Los principios de legalidad y legitimidad son necesarios en una
sociedad y en un Estado, aunque en ocasiones no siempre van de la mano. El
principio de legalidad tiene múltiples definiciones. Algunos sostienen que se
fundamenta en el estado de derecho, por lo que todas las autoridades y
ciudadanos deben actuar dentro del ámbito de la ley y no incurrir en el
ejercicio arbitrario del poder. El principio de legalidad o primacía de la ley,
se sustenta cuando una autoridad o los ciudadanos ejercemos nuestros derechos y
deberes de acuerdo con la Constitución, la ley, los estatutos y los reglamentos vigentes, por lo que la
legalidad es una regla de oro dentro de un sistema democrático. Aplicar el
principio de legalidad nos asegura a los ciudadanos dos valores jurídicos esenciales
en una democracia: La certeza y la igualdad. Lo que quiere decir que uno puede
prever las consecuencias de sus acciones si desacata una ley, pero también exigir
ser tratado como ciudadano sin preferencias, ni exclusiones, ya que en un
estado constitucional de derecho, el principio de legalidad es para todos,
gobernantes, personas naturales y personas jurídicas.

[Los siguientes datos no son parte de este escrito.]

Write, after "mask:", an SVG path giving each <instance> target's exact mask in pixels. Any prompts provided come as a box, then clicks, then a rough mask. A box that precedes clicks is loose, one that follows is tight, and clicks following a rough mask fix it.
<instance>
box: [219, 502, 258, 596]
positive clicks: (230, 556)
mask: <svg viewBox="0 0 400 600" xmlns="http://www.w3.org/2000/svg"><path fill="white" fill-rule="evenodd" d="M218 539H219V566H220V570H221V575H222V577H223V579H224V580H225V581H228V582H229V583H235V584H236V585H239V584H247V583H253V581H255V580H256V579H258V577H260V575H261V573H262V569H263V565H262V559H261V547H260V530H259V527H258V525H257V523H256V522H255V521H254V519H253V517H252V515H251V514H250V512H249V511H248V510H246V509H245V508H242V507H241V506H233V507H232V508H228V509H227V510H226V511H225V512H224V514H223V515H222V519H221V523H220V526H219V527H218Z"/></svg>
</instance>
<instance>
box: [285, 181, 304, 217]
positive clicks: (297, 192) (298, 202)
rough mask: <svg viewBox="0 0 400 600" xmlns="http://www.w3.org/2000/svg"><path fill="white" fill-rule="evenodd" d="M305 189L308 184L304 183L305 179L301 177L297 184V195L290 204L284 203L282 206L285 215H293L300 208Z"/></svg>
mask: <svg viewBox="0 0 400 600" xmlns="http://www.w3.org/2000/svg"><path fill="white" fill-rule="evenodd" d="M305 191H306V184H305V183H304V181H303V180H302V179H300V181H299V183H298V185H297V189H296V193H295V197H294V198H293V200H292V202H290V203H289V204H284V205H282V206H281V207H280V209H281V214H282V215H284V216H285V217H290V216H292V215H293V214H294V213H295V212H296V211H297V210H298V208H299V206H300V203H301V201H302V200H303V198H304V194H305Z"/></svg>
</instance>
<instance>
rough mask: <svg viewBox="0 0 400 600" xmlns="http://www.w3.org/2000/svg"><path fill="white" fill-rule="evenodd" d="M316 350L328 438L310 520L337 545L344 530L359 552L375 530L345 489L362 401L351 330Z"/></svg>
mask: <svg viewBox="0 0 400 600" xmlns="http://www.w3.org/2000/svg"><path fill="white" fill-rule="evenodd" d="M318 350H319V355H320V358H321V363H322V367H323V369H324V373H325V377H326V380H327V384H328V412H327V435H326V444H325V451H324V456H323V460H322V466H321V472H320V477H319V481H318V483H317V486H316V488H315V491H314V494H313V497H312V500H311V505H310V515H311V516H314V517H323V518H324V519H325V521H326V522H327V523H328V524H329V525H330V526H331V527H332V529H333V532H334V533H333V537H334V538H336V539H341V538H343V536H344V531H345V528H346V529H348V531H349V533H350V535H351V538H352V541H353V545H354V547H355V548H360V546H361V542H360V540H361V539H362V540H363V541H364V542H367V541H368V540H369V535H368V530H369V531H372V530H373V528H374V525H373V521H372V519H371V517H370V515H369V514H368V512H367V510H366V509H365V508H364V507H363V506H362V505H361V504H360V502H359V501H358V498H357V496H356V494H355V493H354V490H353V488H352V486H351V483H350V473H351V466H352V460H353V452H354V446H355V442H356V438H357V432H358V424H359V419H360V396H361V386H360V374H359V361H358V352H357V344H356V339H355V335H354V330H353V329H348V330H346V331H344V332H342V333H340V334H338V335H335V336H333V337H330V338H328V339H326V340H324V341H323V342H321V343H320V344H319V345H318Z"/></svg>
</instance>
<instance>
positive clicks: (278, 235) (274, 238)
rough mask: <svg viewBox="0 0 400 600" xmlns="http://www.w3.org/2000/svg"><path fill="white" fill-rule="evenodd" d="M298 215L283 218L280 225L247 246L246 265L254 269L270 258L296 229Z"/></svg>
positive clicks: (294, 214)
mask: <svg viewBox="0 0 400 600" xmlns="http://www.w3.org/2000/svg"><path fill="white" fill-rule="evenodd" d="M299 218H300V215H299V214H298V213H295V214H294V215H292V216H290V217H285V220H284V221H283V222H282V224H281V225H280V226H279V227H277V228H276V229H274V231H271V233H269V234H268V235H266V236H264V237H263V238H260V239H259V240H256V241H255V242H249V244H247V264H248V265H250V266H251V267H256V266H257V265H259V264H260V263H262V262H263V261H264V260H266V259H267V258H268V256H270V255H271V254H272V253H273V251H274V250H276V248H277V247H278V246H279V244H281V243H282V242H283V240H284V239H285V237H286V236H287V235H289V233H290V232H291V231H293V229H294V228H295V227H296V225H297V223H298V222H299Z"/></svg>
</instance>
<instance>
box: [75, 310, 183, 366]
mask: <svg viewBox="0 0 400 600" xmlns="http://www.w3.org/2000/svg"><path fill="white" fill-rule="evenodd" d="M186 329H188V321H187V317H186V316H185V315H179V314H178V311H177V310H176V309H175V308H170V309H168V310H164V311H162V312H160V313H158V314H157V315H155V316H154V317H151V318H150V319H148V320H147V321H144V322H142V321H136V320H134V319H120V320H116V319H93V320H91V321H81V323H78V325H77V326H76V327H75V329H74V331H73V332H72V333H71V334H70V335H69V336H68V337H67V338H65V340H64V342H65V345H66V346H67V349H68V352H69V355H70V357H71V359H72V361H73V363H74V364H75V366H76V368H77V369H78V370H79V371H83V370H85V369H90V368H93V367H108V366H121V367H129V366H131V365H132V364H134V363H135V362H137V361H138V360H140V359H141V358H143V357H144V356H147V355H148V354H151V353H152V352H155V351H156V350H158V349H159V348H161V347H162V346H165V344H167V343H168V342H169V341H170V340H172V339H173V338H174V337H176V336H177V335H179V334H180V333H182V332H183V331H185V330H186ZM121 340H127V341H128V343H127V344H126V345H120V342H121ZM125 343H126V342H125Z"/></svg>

Obviamente, quien se aparta del ordenamiento jurídico vigente, sufrirá
las consecuencias de sus actos tanto en el aspecto constitucional, penal,
civil, administrativo y sus actos pueden ser declarados nulos por los organismos
correspondientes. Otro aspecto importante es que el principio de legalidad nos
asegura a las personas el respeto a la seguridad jurídica Eso significa según el
Tribunal Constitucional “una condición esencial para las personas en un Estado
ya que representa la garantía de la aplicación objetiva de la ley y evita que
el capricho, torpeza o mala voluntad de los gobernantes puedan causarles
perjuicio”. En nuestra Constitución Política el principio de legalidad está
considerado en varios artículos. Entre ellos, el artículo 2 inciso 24 literal A
que señala que “nadie está obligado a hacer lo que la ley no manda ni impedido
de hacer lo que ella no prohíbe”. Asimismo, el artículo 2 inciso 24 literal D,
que afirma que “ Nadie será procesado ni condenado por acto u omisión que al
tiempo de cometerse no esté previamente calificado en la ley, de manera expresa
e inequívoca, como infracción punible, ni sancionado con pena no prevista en la
ley”.
El principio de legitimidad también tiene múltiples definiciones.
Algunos afirman que una autoridad será legítima cuando cuente con el apoyo,
respaldo o adhesión de un grupo de personas que oportunamente y
consecuentemente lo apoyen en la postulación o elección a un cargo determinado.
La legitimidad es un atributo del pueblo soberano para elegir a sus autoridades
en cualquier nivel, siempre y cuando se respete el principio de legalidad. Es
decir, los procedimientos establecidos con anterioridad en la Constitución, en
la ley, en sus estatutos o en un reglamento. La legitimidad tiene la atribución
de ser reconocido y obedecido por todos sin recurrir a la coacción ni a la
violencia. En una democracia, los electores de un grupo o institución pública o
privada, pueden lamentar haber perdido una elección, pero no por ello pueden
desconocer ni desobedecer a la nueva autoridad, siempre y cuando esta nueva
autoridad goce de legalidad y legitimidad para exigir luego seguridad jurídica.
Hay legitimidad de origen y
legitimidad de ejercicio. Por ejemplo, Fujimori tuvo legalidad y legitimidad de
origen en las elecciones de 1990 cuando derroto a Vargas Llosa. Pero, cuando el
05 de abril de 1992 dio el golpe de estado, perdió la legitimidad de ejercicio y
legalidad en su cargo, ya que violó la Constitución
de 1979, cerró el Poder Judicial y el Poder Legislativo, convirtiéndose en un
dictador. Un claro ejemplo de
ilegitimidad lo establece claramente el artículo 46 de nuestra Constitución. “Nadie
debe obediencia a un gobierno usurpador, ni a quienes asumen funciones públicas
en violación de la Constitución y de las leyes. La población tiene el derecho
de insurgencia en defensa del orden constitucional. Son nulos los actos de
quienes usurpan funciones públicas”. Como se aprecia, legalidad y legitimidad
siempre deben ir de mano, especialmente cuando hay procesos electorales. Pero
no siempre sucede así. Un claro ejemplo fue la famosa ley “pulpin” que aprobó
el Congreso Nacional. Si bien el Parlamento tiene la atribución constitucional
de aprobar leyes de alcance nacional, esas normas jurídicas deben gozar de
respaldo, adhesión y apoyo de la población. Pero en el caso de la ley pulpin,
fue la presión ciudadana y mediática que obligó al Congreso a retroceder y tuvo que derogarse esa
norma, porque no gozaba de legitimidad o respaldo popular.